Finances Still a Mess at Newsweek-Daily Beast

While the Daily Beast may reach profitability, the magazine holds the company back

A year after their merger, the combined forces of the Daily Beast and Newsweek are still a financial mess, as Adweek's Lucia Moses reported Monday.

Late audio pioneer Sidney Harman, who bought Newsweek from the Washington Post Company in 2010, hoped to resuscitate the reputable brand though its merger with the Daily Beast and the stewardship of Beast editor-in-chief Tina Brown.

However, it appears Newsweek’s poor finances continue to be a drag on the company.

While the Daily Beast may reach profitability in 2011, Newsweek will keep the overall portfolio in the red. The merged companies lost $30 million last year, and continued losses at Newsweek are likely to offset any gains on the Beast side this year.

It may not get much better next year either.

“An Adweek investigation into the company’s finances and revenue drivers … reveals that getting the combined NewsBeast into the black by early 2013 — a time frame Barry Diller, chairman and CEO of Beast backer IAC, has said is reasonable — will be a daunting task,” Moses wrote.

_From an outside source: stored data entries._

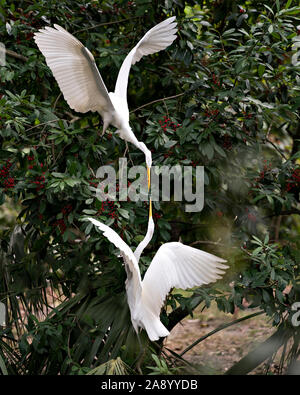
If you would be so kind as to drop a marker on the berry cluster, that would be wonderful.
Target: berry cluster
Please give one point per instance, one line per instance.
(294, 182)
(251, 216)
(227, 143)
(216, 80)
(39, 182)
(167, 123)
(7, 181)
(267, 167)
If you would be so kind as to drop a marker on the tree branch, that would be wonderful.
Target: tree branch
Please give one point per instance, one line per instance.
(157, 101)
(105, 23)
(286, 212)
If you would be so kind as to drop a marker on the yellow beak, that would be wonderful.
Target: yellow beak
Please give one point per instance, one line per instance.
(150, 208)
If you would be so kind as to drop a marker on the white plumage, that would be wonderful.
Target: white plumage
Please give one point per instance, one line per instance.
(174, 265)
(78, 77)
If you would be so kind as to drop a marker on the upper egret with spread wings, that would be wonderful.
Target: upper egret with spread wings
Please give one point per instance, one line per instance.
(79, 79)
(174, 265)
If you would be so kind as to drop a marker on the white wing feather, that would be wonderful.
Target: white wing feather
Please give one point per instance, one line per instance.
(74, 69)
(125, 250)
(155, 40)
(181, 266)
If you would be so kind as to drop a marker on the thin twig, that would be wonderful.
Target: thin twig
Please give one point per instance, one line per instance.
(157, 101)
(218, 329)
(105, 23)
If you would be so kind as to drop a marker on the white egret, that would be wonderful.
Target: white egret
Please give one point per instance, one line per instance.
(174, 265)
(78, 77)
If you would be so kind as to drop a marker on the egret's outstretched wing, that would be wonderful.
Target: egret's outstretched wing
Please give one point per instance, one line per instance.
(75, 70)
(155, 40)
(125, 250)
(178, 265)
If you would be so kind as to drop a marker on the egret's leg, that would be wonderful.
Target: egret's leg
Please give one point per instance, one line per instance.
(149, 177)
(140, 356)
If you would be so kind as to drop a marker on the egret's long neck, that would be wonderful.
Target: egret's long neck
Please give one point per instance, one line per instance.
(143, 244)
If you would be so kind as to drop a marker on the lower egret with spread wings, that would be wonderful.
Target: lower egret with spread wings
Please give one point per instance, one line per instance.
(78, 77)
(174, 265)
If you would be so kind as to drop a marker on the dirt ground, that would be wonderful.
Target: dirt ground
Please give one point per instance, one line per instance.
(218, 353)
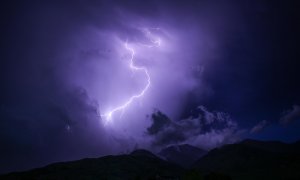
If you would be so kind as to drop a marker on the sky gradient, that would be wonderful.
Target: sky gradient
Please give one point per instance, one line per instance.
(223, 71)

Newsweek’s problems are nothing new. Then when the Post redesigned the magazine and cut its rate base in an effort to court advertisers, things only got worse. Ad revenue continued to plummet and circulation declined. A lower subscription price didn’t exactly boost revenue either.

Advertising revenue and newsstand sales are now on their way back up, but the magazine makes most of its money off subscriptions and the boost in ad revenue is not substantial enough.

The digital side isn’t looking any better. NewsBeast folded the Newsweek site into the Daily Beast site back in August, and though traffic is strong for the Daily Beast, the combined traffic pales in comparison to what Newsweek saw back in 2009 and the first half of 2010.

Now many of those previous Newsweek's readers came from a paid traffic deal with MSNBC. Moreover, traffic is way up at Daily Beast as compared both to last year and earlier this year, according to Omniture.

“That said, assuming it keeps its current rates, Newsweek would still have to almost double the number of ad pages it’s been selling,” Moses wrote. Otherwise, that means major cost-cutting (also known in the industry as layoffs).